We women often find ourselves in roles where we take care of other people selflessly for years on end. I myself have a 1-year-old son who is the center of my universe, and to say that he is still in the high-maintenance years is an understatement (as evidenced by the dark circles under my eyes from last night’s wakefulness due to his teething). :) And I’m married to a wonderful man, my best friend, and I do what I can every day to support him however I can.
But there’s a reason why parents flying with children are told to put their own oxygen masks on first: if we’re not breathing, we’re not able to care for anyone else as well either. If we’re not well ourselves, we aren’t capable of being all that we can be elsewhere in our lives.
The same is true whether we’re talking about the foods we eat, how often we move our bodies (i.e., workouts and other activities that tax the body and ultimately make it much stronger), or whether we take the time out of our incredibly busy lives to do things that are good for us individually. By that, I mean anything from taking a long, hot bath at the end of a stressful day to taking the time to write in a journal about the day’s events to really any specific thing that is just for us, just for YOU and no one else.
Back in the days when I was a sick person — what I laughingly refer to now as my former life, which really was just the life I thought was normal until I changed my health by changing my diet and activity level — I went through a period of time once where I literally got sick with something new pretty much every week for nearly a year. My doctor at the time tried very hard to help me (and sadly didn’t get very far, for it was my diet that was the biggest culprit in my health woes), and one thing in particular that he said stuck with me.

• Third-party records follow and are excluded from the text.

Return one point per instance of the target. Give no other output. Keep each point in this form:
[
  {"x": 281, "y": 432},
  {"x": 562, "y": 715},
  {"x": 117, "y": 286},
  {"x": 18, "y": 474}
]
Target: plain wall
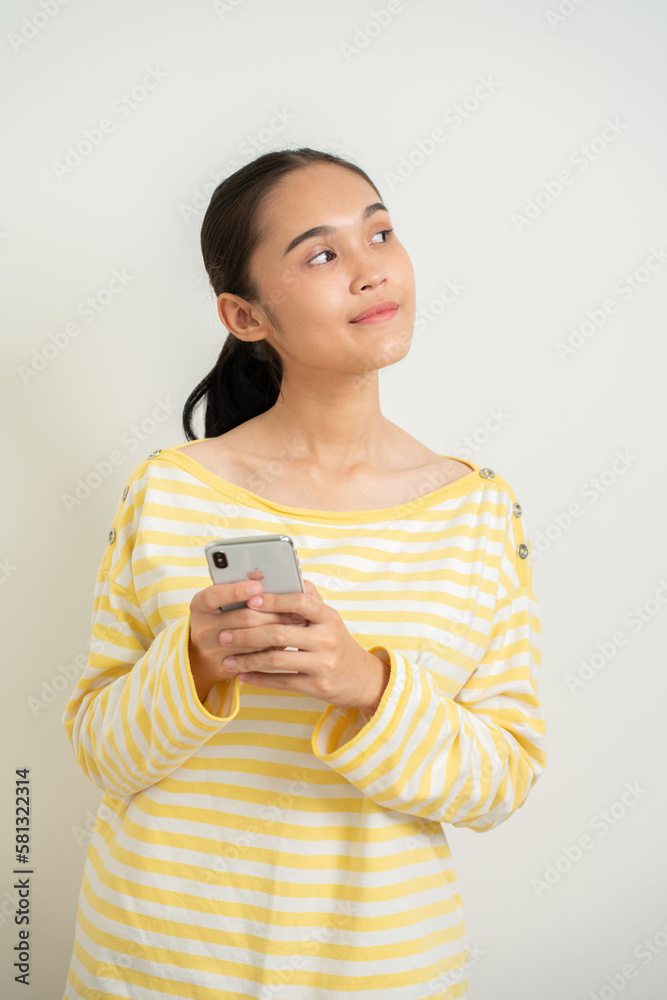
[{"x": 547, "y": 365}]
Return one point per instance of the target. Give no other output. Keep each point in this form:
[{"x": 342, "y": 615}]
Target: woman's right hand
[{"x": 207, "y": 621}]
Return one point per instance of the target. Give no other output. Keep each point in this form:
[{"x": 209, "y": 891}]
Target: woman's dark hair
[{"x": 247, "y": 376}]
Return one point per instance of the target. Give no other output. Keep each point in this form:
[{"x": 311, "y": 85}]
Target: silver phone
[{"x": 271, "y": 559}]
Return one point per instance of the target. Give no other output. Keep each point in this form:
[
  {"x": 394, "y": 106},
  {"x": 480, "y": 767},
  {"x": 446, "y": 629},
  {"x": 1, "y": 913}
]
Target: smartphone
[{"x": 271, "y": 559}]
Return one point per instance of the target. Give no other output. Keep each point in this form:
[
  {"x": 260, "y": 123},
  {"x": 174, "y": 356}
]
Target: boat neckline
[{"x": 247, "y": 497}]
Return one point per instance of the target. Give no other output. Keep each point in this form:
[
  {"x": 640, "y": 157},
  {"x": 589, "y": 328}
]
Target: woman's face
[{"x": 311, "y": 292}]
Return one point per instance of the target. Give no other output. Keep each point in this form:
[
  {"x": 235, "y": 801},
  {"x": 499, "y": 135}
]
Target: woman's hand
[
  {"x": 331, "y": 665},
  {"x": 207, "y": 621}
]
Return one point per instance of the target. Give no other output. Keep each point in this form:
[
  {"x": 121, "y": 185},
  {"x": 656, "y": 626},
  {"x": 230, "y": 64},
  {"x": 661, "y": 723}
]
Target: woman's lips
[{"x": 378, "y": 317}]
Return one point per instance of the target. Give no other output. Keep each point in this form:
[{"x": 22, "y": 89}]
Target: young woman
[{"x": 283, "y": 836}]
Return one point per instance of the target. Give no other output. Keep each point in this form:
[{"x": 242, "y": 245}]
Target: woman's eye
[{"x": 382, "y": 232}]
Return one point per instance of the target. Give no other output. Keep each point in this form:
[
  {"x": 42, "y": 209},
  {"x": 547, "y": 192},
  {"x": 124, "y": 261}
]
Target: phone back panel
[{"x": 271, "y": 559}]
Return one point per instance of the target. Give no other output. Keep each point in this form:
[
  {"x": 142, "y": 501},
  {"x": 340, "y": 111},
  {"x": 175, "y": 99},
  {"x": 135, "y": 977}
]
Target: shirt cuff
[{"x": 338, "y": 738}]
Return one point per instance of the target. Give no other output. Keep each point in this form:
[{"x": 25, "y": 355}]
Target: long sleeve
[
  {"x": 468, "y": 760},
  {"x": 135, "y": 716}
]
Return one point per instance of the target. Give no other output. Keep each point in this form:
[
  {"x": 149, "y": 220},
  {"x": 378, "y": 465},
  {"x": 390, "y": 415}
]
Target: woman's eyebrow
[{"x": 377, "y": 206}]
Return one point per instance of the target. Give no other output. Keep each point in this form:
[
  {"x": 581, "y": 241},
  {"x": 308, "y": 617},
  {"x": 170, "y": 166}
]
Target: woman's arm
[{"x": 136, "y": 715}]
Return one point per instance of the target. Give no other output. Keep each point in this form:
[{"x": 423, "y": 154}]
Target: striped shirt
[{"x": 268, "y": 845}]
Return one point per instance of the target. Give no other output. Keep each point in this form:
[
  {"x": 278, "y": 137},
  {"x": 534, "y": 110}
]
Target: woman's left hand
[{"x": 331, "y": 665}]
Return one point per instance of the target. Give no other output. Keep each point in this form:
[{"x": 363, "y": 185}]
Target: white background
[{"x": 134, "y": 205}]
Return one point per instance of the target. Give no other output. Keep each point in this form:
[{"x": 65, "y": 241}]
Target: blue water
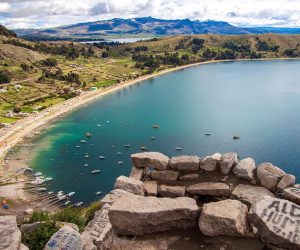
[{"x": 257, "y": 100}]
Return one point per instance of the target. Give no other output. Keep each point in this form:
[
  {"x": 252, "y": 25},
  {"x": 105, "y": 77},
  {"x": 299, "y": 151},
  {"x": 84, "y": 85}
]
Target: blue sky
[{"x": 51, "y": 13}]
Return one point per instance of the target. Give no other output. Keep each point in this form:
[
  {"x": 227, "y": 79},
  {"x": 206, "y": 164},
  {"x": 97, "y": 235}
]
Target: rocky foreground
[{"x": 214, "y": 197}]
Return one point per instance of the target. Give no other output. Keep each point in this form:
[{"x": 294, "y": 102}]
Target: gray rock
[
  {"x": 292, "y": 194},
  {"x": 228, "y": 218},
  {"x": 245, "y": 169},
  {"x": 269, "y": 175},
  {"x": 210, "y": 163},
  {"x": 171, "y": 191},
  {"x": 138, "y": 215},
  {"x": 227, "y": 161},
  {"x": 10, "y": 235},
  {"x": 277, "y": 222},
  {"x": 189, "y": 177},
  {"x": 286, "y": 181},
  {"x": 166, "y": 175},
  {"x": 249, "y": 194},
  {"x": 130, "y": 185},
  {"x": 150, "y": 159},
  {"x": 112, "y": 196},
  {"x": 185, "y": 163},
  {"x": 136, "y": 173},
  {"x": 65, "y": 238},
  {"x": 209, "y": 188},
  {"x": 151, "y": 188},
  {"x": 98, "y": 233}
]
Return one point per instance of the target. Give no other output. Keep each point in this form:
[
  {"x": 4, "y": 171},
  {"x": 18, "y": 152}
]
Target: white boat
[
  {"x": 97, "y": 171},
  {"x": 70, "y": 194}
]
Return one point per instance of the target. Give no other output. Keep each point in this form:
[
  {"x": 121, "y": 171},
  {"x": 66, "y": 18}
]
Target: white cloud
[{"x": 47, "y": 13}]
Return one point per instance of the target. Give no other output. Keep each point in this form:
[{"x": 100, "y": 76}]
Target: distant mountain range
[{"x": 148, "y": 26}]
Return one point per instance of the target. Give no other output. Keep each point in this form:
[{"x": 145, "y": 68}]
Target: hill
[{"x": 147, "y": 26}]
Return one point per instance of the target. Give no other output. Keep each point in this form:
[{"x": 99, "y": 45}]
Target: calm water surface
[{"x": 257, "y": 100}]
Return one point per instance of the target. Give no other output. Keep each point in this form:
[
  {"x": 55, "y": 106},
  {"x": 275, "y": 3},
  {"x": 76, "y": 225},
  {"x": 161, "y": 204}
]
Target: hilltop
[{"x": 147, "y": 26}]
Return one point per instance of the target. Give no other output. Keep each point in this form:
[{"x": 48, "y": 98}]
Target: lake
[{"x": 257, "y": 100}]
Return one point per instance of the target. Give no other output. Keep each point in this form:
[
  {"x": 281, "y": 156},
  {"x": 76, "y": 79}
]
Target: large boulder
[
  {"x": 98, "y": 233},
  {"x": 277, "y": 222},
  {"x": 166, "y": 175},
  {"x": 245, "y": 169},
  {"x": 185, "y": 163},
  {"x": 228, "y": 217},
  {"x": 269, "y": 175},
  {"x": 171, "y": 191},
  {"x": 227, "y": 161},
  {"x": 138, "y": 215},
  {"x": 209, "y": 188},
  {"x": 210, "y": 163},
  {"x": 150, "y": 159},
  {"x": 10, "y": 235},
  {"x": 286, "y": 181},
  {"x": 65, "y": 238},
  {"x": 130, "y": 185},
  {"x": 249, "y": 194},
  {"x": 292, "y": 194}
]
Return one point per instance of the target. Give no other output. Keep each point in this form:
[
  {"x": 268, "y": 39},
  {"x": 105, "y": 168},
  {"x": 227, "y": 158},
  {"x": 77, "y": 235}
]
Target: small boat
[
  {"x": 88, "y": 134},
  {"x": 70, "y": 194},
  {"x": 78, "y": 204},
  {"x": 97, "y": 171},
  {"x": 38, "y": 174}
]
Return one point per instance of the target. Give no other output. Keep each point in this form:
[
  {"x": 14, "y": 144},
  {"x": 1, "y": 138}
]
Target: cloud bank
[{"x": 51, "y": 13}]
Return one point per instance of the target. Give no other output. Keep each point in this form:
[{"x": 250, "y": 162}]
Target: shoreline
[{"x": 10, "y": 137}]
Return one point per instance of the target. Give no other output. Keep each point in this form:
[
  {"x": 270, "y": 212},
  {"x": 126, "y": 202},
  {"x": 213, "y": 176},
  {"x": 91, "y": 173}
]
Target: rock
[
  {"x": 185, "y": 163},
  {"x": 98, "y": 233},
  {"x": 286, "y": 181},
  {"x": 277, "y": 222},
  {"x": 65, "y": 238},
  {"x": 10, "y": 235},
  {"x": 130, "y": 185},
  {"x": 136, "y": 173},
  {"x": 209, "y": 188},
  {"x": 292, "y": 194},
  {"x": 210, "y": 163},
  {"x": 151, "y": 188},
  {"x": 189, "y": 177},
  {"x": 245, "y": 169},
  {"x": 171, "y": 191},
  {"x": 28, "y": 211},
  {"x": 228, "y": 218},
  {"x": 227, "y": 161},
  {"x": 166, "y": 175},
  {"x": 269, "y": 175},
  {"x": 150, "y": 159},
  {"x": 249, "y": 194},
  {"x": 138, "y": 215},
  {"x": 112, "y": 196}
]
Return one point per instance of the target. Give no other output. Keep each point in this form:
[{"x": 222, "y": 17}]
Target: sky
[{"x": 52, "y": 13}]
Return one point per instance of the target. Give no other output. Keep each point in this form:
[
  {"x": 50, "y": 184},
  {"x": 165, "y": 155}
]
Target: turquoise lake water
[{"x": 257, "y": 100}]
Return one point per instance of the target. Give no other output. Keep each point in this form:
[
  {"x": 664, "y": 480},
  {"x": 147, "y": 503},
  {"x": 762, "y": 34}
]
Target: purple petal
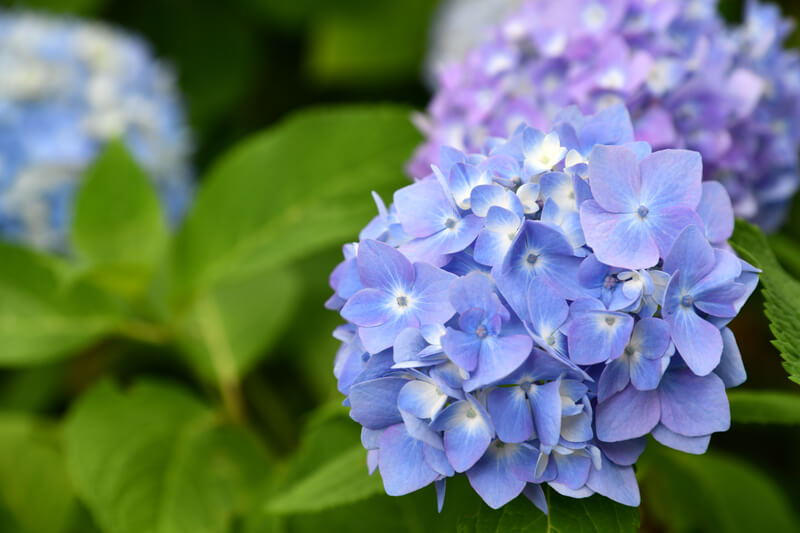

“Jennifer,” he said. “The body is like a battery. You can’t just keep taking and taking energy from it without stopping now and then to recharge it.”
That was the first time in my life when I started understanding that *I* had to give back to my own body in order to have a chance to get well. Likewise, in a stressful life (and who among us has no stress in their lives?), not only do we have to nurture our bodies, but also our souls.
On this late Friday night as I wrap this up, let me ask you this: What do you do on a regular basis to take care of yourself? Do you generally eat healthfully? Do you work out routinely? Do you take time to be with your friends/spouse/kids/significant other/family even when you’re at your busiest? Do you take time away from those people to give back to yourself? Do you take the time to feel simple pleasures on a regular basis, uninterrupted by day-to-day “busyness”?
If not, I highly recommend brainstorming a couple simple things you could do starting today. And when I say simple, I mean simple. Choose something that seems manageable today or tomorrow, and make it happen. If you enjoy it, schedule it again in another couple days, or at a minimum once a week. Small changes add up.